Verder staat vast dat ten tijde van het besluit van 22 september 2016 op het perceel meer dan een jaar geen woonschip was aangelegd. Het indienen van aanvragen om een ligplaatsvergunning en omgevingsvergunning kunnen voor de toepassing van dat artikel niet worden gelijkgesteld met voortzetting of hervatting van dat gebruik. Voor zover, zoals Syndicus stelt, de onderbreking van meer dan een jaar niet aan haar is te wijten, maar aan het college, laat dat onverlet dat het hervatten van dat gebruik na meer dan een jaar buiten het bereik van het in artikel 4.2 van de planregels neergelegde overgangsrecht valt. Zoals de rechtbank terecht heeft overwogen, verschafte artikel 4.2 van de planregels Syndicus ook om deze reden niet het recht om op het perceel opnieuw een woonschip aan te leggen. Het college hoefde verder in het verwijt dat de onderbreking van meer dan een jaar aan hem te wijten is geen reden te vinden om het gevraagde woonschip in afwijking van het bestemmingsplan toe te staan, reeds omdat, zoals hiervoor is overwogen, ook de afmetingen van dat woonschip in de weg staan aan een geslaagd beroep op het overgangsrecht.

Het betoog faalt.

3. Syndicus betoogt dat de rechtbank ten onrechte heeft overwogen dat het college de omstandigheid dat voorheen ongeveer 30 jaar lang een woonschip op het perceel aanwezig was, niet in zijn ruimtelijke afweging hoefde te betrekken. Volgens haar maakt deze omstandigheid het onaannemelijk dat het perceel ruimtelijk niet geschikt is voor het gevraagde woonschip. In de breedte van het gevraagde woonschip mocht het college volgens Syndicus geen reden vinden om de omgevingsvergunning te weigeren. Volgens haar had het college aanleiding moeten vinden om af te wijken van het negatieve advies van het Hoogheemraadschap Rijnland, dat het uitgangspunt hanteert dat minimaal tweederde deel van de breedte van de watergang aaneengesloten vrij moet zijn. In de vroegere situatie werd al niet aan dit uitgangspunt voldaan en in de praktijk heeft dit nooit een probleem opgeleverd, aldus Syndicus. Zij voert in dit verband aan dat het perceel grenst aan een brug waar niet onderdoor kan worden gevaren en dat ook onderhoud aan de watergang niet werd belemmerd. Bovendien staat het ligplaatsenplan ter plaatse een woonschip met de beoogde breedte toe, aldus Syndicus. Verder is volgens haar in het verleden niet gebleken dat het perceel vanwege sociale veiligheid ongeschikt zou zijn als ligplaats.

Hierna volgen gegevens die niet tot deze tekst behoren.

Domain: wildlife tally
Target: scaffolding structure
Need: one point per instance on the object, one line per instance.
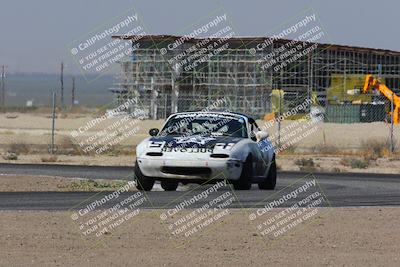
(237, 76)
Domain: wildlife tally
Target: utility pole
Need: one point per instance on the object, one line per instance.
(62, 85)
(73, 91)
(3, 95)
(391, 125)
(53, 119)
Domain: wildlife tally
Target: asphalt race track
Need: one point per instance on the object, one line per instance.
(340, 189)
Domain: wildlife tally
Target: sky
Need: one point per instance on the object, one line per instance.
(35, 34)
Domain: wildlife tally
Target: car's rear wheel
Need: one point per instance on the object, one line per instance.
(169, 185)
(244, 182)
(270, 182)
(143, 183)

3.1. Het college heeft bij zijn beslissing om al dan niet een omgevingsvergunning te verlenen voor het afwijken van het bestemmingsplan beleidsruimte. Dat betekent in dit geval dat het college de keuze heeft om zijn bevoegdheid tot afwijking van het bestemmingsplan al dan niet te gebruiken. De rechter toetst of het college bij een afweging van de betrokken belangen in redelijkheid tot zijn besluit heeft kunnen komen.

3.2. De rechtbank heeft terecht geen grond gevonden voor het oordeel dat het college in zijn afweging betekenis had moeten toekennen aan de omstandigheid dat voorheen reeds gedurende een langdurige periode een woonschip op het perceel was aangelegd. Uit die omstandigheid volgt niet dat een woonschip ter plaatse ruimtelijk aanvaardbaar moet worden geacht, te minder nu het gevraagde woonschip grotere afmetingen heeft dan het voorheen aanwezige woonschip. Voor zover Syndicus zich beroept op het ligplaatsenplan, vormt dat evenmin een toetsingskader waaruit kan worden afgeleid of een woonschip ter plaatse ruimtelijk aanvaardbaar moet worden geacht.

Het college heeft toegelicht dat de sloot, inclusief de oevers, in de "Structuurvisie Leiden 2015" en de "Kadernota kwaliteit openbare ruimte 2025" is aangewezen als onderdeel van de recreatieve/groene verbinding. Verder heeft het toegelicht dat het ingevolge het "Handboek openbare ruimte" openbaarheid van oevers nastreeft en dat de Slaaghsloot een ontbrekende schakel is in het recreatieve netwerk van routes voor fietsers en wandelaars. Tot slot acht het college het gebied van belang als ecologische verbindingszone. Zoals de rechtbank terecht heeft overwogen, mocht het college de ambitie van het creëren van een ecologisch-landschappelijke overgangszone laten prevaleren boven het belang van Syndicus bij het aanleggen van een woonschip. Het college mocht daarbij betrekken dat het aanleggen van een woonschip tot een onderbreking van de openbare en groene zone zal leiden en aldus het openbare en groene karakter en het recreatieve karakter zal aantasten. Reeds gelet hierop heeft het college geen aanleiding hoeven te vinden om af te wijken van het negatieve advies van het Hoogheemraadschap Rijnland in verband met de breedte van het gevraagde woonschip. Verder heeft Syndicus niet aannemelijk gemaakt dat het college op onjuiste gronden heeft overwogen dat de sociale veiligheid in geding is, gezien de slechte toegankelijkheid en afgezonderde ligging van het perceel. De rechtbank is dan ook terecht tot de conclusie gekomen dat het college de gevraagde omgevingsvergunning voor het afwijken van het bestemmingsplan in redelijkheid kon weigeren.

Het betoog faalt.

4. De aangevallen uitspraak dient te worden bevestigd, voor zover daarbij het beroep tegen het besluit van 22 september 2016 ongegrond is verklaard. Het besluit van het college om de gevraagde omgevingsvergunning te weigeren, blijft dus in stand.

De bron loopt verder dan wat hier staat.